Executive Order 13902 (Jan 10, 2020) authorizes blocking (asset‑freezing) and U.S. sanctions targeting persons operating in specified Iranian sectors (including later determinations covering petroleum/petrochemicals). It is issued under IEEPA and the National Emergencies Act and authorizes the Secretary of the Treasury to block property, impose restrictions on foreign financial institutions (correspondent/payable‑through accounts), and promulgate implementing regulations and licensing guidance.
Iran’s “shadow fleet” is a set of tankers and LPG/commodity vessels used to disguise Iranian oil and gas exports—by turning off AIS tracking, changing ship names/registry, ship‑to‑ship transfers, false documentation, and use of front companies and deceptive commercial paperwork—to evade sanctions and detection.

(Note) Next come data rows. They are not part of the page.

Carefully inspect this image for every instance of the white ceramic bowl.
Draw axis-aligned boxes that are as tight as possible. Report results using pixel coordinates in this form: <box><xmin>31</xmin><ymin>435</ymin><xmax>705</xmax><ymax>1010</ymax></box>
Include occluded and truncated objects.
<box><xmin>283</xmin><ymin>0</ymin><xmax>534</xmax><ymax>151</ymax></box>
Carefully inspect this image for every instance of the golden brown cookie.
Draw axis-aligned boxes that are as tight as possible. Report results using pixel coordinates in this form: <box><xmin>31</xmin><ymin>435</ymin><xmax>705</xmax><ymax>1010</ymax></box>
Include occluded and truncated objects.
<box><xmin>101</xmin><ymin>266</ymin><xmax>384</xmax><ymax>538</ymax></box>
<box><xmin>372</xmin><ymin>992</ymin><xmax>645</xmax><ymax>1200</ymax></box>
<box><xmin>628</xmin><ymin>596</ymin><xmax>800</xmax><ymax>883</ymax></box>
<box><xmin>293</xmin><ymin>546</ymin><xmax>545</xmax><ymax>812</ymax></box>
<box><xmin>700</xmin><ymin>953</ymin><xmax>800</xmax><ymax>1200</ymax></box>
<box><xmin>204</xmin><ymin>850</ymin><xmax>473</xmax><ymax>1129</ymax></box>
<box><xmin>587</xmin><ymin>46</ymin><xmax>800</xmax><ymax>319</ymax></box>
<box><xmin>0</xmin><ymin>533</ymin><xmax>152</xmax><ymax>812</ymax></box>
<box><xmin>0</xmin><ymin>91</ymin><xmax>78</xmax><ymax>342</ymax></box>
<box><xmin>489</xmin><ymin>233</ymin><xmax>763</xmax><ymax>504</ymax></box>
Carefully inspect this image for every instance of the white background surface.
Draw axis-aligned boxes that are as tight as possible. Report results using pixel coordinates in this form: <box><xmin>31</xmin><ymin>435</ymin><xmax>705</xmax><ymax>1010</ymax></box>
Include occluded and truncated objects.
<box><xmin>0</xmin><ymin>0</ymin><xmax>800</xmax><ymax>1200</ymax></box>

The U.S. action on Jan. 23, 2026 sanctioned eight entities and nine vessels; the full, named list is in the Treasury/OFAC press release and sanctions list accompanying the announcement (see Treasury/OFAC press release and the State Department statement for links).
Effects are likely limited but measurable: U.S. secondary sanctions on shadow‑fleet traders can reduce Iran’s export channels, tightening supply that can raise short‑term price risk for specific cargoes (and LPG) and make procurement harder for Iranian domestic markets; broader global price effects depend on existing spare capacity, alternative suppliers (e.g., Russia/Saudi/Emirates), and buyer behavior—most analysts expect localized shortages and higher costs for Iranians, and only modest, temporary global price impact unless sanctions cascade.
Treasury/OFAC enforces EO 13902 sanctions using tools such as: designation and listing on OFAC’s SDN/blocked‑persons lists (blocking U.S. property and prohibiting U.S. persons from dealing with listed parties); secondary sanctions targeting foreign financial institutions (correspondent/payable‑through account restrictions); fines, asset seizures, criminal referrals to DOJ, penalties for sanctions‑evasion facilitation, and guidance/industry advisories (shipping, insurance, ports) to deter third‑party facilitation.